Below I repeated the 1-node test, but I used the default PostgreSQL settings, including 128MB
for shared_buffers
. This would memory constraint the system. I still used the local NVMe for storage. You can see the results of this test below:
sift-128-euclidean
ef_search | QPS (1-node; PG defaults) | QPS (2-node) |
---|---|---|
10 | 1030 | 338 |
20 | 710 | 272 |
40 | 450 | 206 |
80 | 266 | 137 |
120 | 193 | 109 |
200 | 119 | 84 |
400 | 69 | 59 |
800 | 39 | 36 |
dbpedia-openai-1000k-angular
ef_search | QPS (1-node; PG defaults) | QPS (2-node) |
---|---|---|
10 | 731 | 89 |
20 | 510 | 55 |
40 | 323 | 31 |
80 | 192 | 17 |
120 | 141 | 13 |
200 | 93 | 13 |
400 | 53 | 11 |
800 | 30 | 9 |
gist-960-euclidean
ef_search | QPS (1-node; PG defaults) | QPS (2-node) |
---|---|---|
10 | 712 | 134 |
20 | 482 | 89 |
40 | 306 | 54 |
80 | 179 | 30 |
120 | 128 | 24 |
200 | 81 | 21 |
400 | 44 | 17 |
800 | 25 | 13 |
Overall, while the 1-node test using the PostgreSQL defaults had higher QPS than the 2-node system, we see that the differences weren’t as large once the workload was memory constrained – and in certain cases, the performance was comparable.
Conclusion
Distributing a workload across multiple databases can be used to further scale a workload once you’re unable to scale it past a single instance. pgvector builds on PostgreSQL features that help with scaling vertically, and recently pgvector releases have also shown that vector workloads can scale on PostgreSQL.

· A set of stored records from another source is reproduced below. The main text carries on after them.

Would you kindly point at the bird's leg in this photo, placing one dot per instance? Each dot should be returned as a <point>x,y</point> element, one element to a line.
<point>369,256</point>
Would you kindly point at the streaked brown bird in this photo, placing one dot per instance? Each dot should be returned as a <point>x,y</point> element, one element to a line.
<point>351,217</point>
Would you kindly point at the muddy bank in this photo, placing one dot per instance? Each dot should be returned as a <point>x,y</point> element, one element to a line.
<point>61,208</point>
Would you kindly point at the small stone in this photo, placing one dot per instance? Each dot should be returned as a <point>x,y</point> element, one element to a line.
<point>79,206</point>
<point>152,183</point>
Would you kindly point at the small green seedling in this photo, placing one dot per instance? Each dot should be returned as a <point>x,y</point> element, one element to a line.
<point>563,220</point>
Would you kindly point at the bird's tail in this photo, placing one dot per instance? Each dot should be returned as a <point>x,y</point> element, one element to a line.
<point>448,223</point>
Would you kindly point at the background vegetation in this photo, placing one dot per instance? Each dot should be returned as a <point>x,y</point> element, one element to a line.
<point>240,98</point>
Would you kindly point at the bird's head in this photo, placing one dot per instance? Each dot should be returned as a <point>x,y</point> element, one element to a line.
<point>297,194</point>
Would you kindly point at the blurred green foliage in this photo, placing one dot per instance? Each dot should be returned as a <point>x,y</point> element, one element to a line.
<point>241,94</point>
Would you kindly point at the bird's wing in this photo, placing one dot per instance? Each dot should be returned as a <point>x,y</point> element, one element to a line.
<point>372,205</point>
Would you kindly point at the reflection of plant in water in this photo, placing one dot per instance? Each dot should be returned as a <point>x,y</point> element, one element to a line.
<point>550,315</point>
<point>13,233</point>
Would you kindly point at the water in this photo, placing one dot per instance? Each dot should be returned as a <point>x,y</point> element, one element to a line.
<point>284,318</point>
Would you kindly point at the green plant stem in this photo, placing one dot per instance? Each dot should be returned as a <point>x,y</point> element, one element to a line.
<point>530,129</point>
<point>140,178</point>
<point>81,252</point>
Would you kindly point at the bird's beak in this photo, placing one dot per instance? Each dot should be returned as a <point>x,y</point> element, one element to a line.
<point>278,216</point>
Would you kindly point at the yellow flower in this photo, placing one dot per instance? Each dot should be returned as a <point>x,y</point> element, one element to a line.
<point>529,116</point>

While the experiments in this post show that it’s possible to distribute pgvector workloads across multiple instances – and we can see benefits with recall – there’s additional work that can simplify and help scale pgvector across multiple writable instances (e.g., pushdown session parameters, async execution across “merge append” nodes). If your workloads is read heavy, you can still use read replicas as a way to distribute traffic if your primary instance is saturated, but note that the entire data set is available on each instance.